An industrial facility stands out amidst a vast monochromatic plantation. The chimney expelling a white smoke contributes to the contrast of the landscape and gives the impression that one is observing a traditional polluting industry. However, what works on site is an ethanol plant and the white smoke is just the water vapor coming out of the boilers. This scenario is what describes a typical bioeconomics industry.
One can define bioeconomics as being the practice of economic activity that uses organic matter as part of the productive process. When we talk about rainwater reuse, solar or wind energy production and material recycling, we are talking about sustainability alone. However, when we are dealing with biofuels, composting, bioenergy and biogas production, sectors that use biological resources (living beings), we are talking about bioeconomics.

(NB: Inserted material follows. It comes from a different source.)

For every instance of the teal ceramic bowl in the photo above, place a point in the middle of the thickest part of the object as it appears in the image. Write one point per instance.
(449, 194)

To understand the economic potential that bieoconomy has for the country, it is necessary to understand the current situation of biofuels, such as ethanol and biodiesel. The recent rise in oil prices has made ethanol a more advantageous fuel for drivers in many countries that have ethanol plants. Recently, the Brazilian government has said it is studying the possibility of raising the share of biodiesel in traditional diesel oil from 5% to 15%.

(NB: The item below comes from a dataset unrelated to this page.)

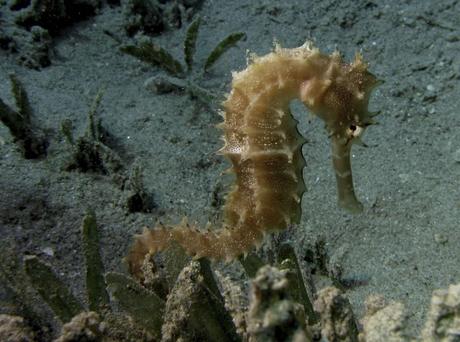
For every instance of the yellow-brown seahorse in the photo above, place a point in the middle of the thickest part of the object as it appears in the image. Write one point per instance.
(264, 148)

Biofuels draw attention to the volume of business they move and the popularization they have achieved. Laws of environmental improvements also fuel the market for these fuels. Here in Brazil, the ANP (National Agency for Petroleum, Natural Gas and Biofuels) recently announced that it is raising the share of biodiesel in diesel sold in the country to 10%.
However, the use of renewable fuels is only one part of the activity known as bioeconomics, which is nothing more than the generation of economic value from environmentally sustainable production sources.

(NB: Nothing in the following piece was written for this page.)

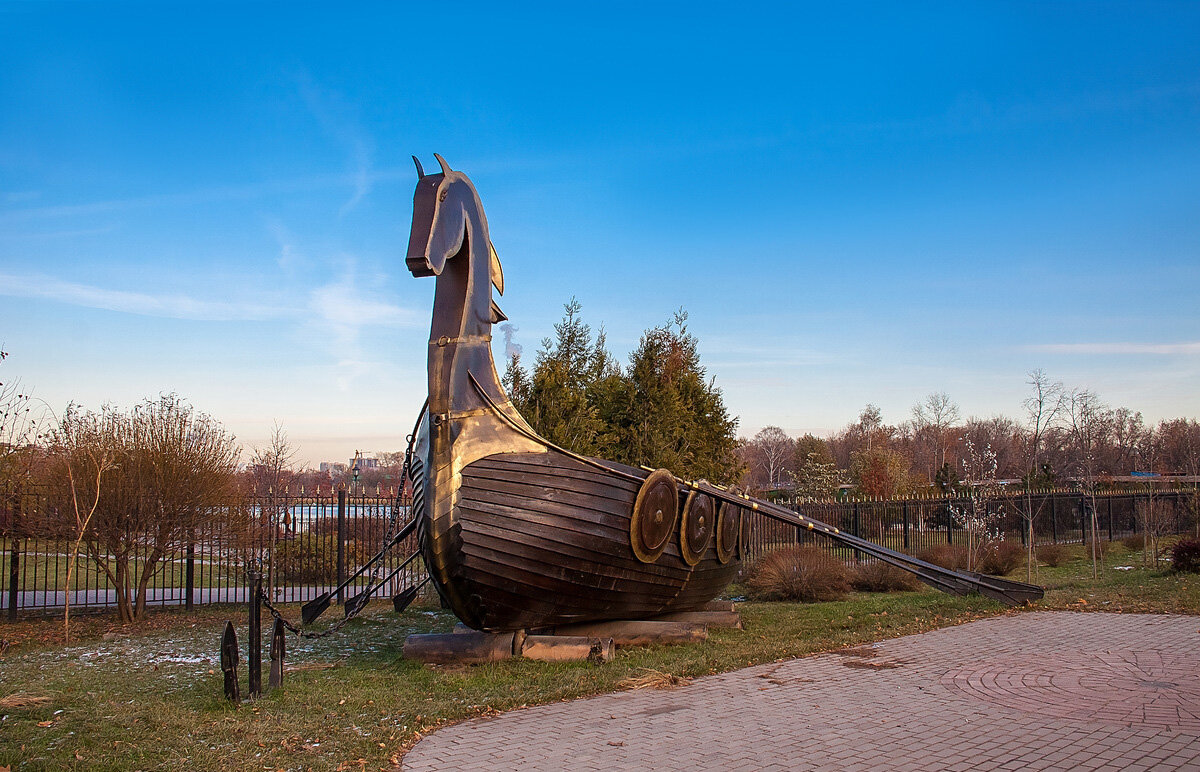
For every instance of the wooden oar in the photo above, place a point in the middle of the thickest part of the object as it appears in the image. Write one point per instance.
(354, 604)
(317, 606)
(401, 600)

Although Brazil is one of the biggest producers of biofuels in the world, in terms of bioeconomics we are still crawling. Most of the organic matter discarded is destined to landfills and dumps, without undergoing any special treatment. If these materials were being directed to biogas plants, a lot of energy could be produced.
Another example of opportunity can be seen in the rural sector. Less than 2% of the properties have a biodigester installed. If all livestock manure, pigs and poultry were directed to biodigesters, millions of households could use clean, cheap and profitable energy. There is still a whole market to be explored in Brazil when it comes to bioeconomics.
Innovations in the sector
One challenge that both bioeconomics and other waste use practices face is the difficulty of finding the organizations that have the materials for commercialization. The companies that sell waste are dispersed, which makes the buying and selling process slow and bureaucratic, hindering the growth of the sector.
Thinking of this challenge, the mining star VG Residuos created the Waste Market platform that has already been awarded in national and international projects such as 100 Open Startups and Open Innovation Week (Oiweek). In both selections, the company was among the top five placed.
The tool works like a “garbage auction” connecting companies that want to discard the materials produced for the companies specialized in waste treatment and reuse. In the case of organic material, bioenergy or composting companies can do business with the generating organization, allowing bioeconomics to be practiced in large, medium and small scales.